De 1 à 5 ans d'expérience en mesures et analyses, idéalement en bureau d'études.  

 

Postes précédents (P-1)

 

Qui recrute ?

  • Bureaux d’études techniques
  • Associations Agréées pour la Surveillance de la Qualité de l'Air (AASQA)
  • Laboratoires publics, ou centres de recherche
  • Industries (Laboratoire environnement) : secteur automobile, pharmacie, chimie
  • Eco-industries

 

Rattachement hiérarchique

  • Directeur de département technique
  • Directeur de laboratoire

 

Environnement de travail et interlocuteurs

Internes :

  • Techniciens de mesures

 

Externes :

  • Clients industriels ou collectivités
  • ADEME (Agence de l'Environnement et de la Maîtrise de l'Energie)
  • INERIS (Institut National de l'Environnement Industriel et des Risques)
  • Organismes de contrôle (ex : COFRAC pour les accréditations)

 

Evolution professionnelle (P+1)

 

Contexte et facteurs d’évolution du métier

L'opinion publique est de plus en plus sensibilisée à la nécessité de réduire les émissions de gaz à effet de serre, ainsi qu'au réchauffement climatique dans son ensemble.
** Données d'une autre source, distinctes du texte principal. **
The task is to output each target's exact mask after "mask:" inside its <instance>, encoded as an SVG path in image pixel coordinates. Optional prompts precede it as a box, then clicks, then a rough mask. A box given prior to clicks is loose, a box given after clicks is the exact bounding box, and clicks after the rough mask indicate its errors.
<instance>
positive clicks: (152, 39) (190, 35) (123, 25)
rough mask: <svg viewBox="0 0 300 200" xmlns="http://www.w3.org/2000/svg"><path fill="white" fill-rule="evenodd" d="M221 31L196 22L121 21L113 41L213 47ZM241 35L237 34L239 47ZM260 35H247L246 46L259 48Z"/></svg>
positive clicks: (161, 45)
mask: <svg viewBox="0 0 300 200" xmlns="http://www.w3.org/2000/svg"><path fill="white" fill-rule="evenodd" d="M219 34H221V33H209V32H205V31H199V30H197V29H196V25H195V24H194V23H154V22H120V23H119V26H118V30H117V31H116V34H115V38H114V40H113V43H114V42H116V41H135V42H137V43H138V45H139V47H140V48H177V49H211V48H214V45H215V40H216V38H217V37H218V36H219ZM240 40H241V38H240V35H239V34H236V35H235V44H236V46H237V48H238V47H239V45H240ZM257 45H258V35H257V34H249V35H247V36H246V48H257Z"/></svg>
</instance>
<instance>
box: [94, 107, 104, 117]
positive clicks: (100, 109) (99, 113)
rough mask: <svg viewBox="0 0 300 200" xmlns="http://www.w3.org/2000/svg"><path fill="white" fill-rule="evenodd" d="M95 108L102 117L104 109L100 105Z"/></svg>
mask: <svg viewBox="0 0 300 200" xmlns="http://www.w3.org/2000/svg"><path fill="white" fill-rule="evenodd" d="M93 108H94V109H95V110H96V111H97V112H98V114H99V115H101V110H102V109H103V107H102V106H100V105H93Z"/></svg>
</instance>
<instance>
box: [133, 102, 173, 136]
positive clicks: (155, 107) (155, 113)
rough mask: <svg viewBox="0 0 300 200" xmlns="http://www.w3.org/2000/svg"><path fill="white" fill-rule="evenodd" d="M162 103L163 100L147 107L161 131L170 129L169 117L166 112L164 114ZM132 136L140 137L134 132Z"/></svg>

Depuis la loi LAURE en 1996 (Loi sur l'Air et l'Utilisation Rationnelle de l'Energie), qui définissait un droit à l'information, une obligation à la surveillance et des objectifs sur la qualité de l'air, la législation évolue rapidement. Dans le cadre du Grenelle de l'Environnement, plusieurs mesures ont été prises dans le même sens. La qualité de l'air a des effets sur la santé : cette problématique est donc importante pour les pouvoirs publics. La mesure de l'air extérieur (polluants industriels, gaz...) et de l'air intérieur, sont des domaines qui devraient se développer dans les années à venir. Le Grenelle de l'Environnement prévoit la mise en place dans chaque région d'un Schéma Régional Climat Air Energie, qui évaluera la qualité de l'air et l'ensemble des émissions suivant les zones. Dans le même temps, un décret doit statuer sur la " mise en œuvre de la surveillance de la qualité de l'air intérieur dans certains établissements recevant du public ". Le métier d'ingénieur qualité de l'air se trouve donc au cœur de nouveaux enjeux, qui devraient contribuer au développement de nouvelles missions.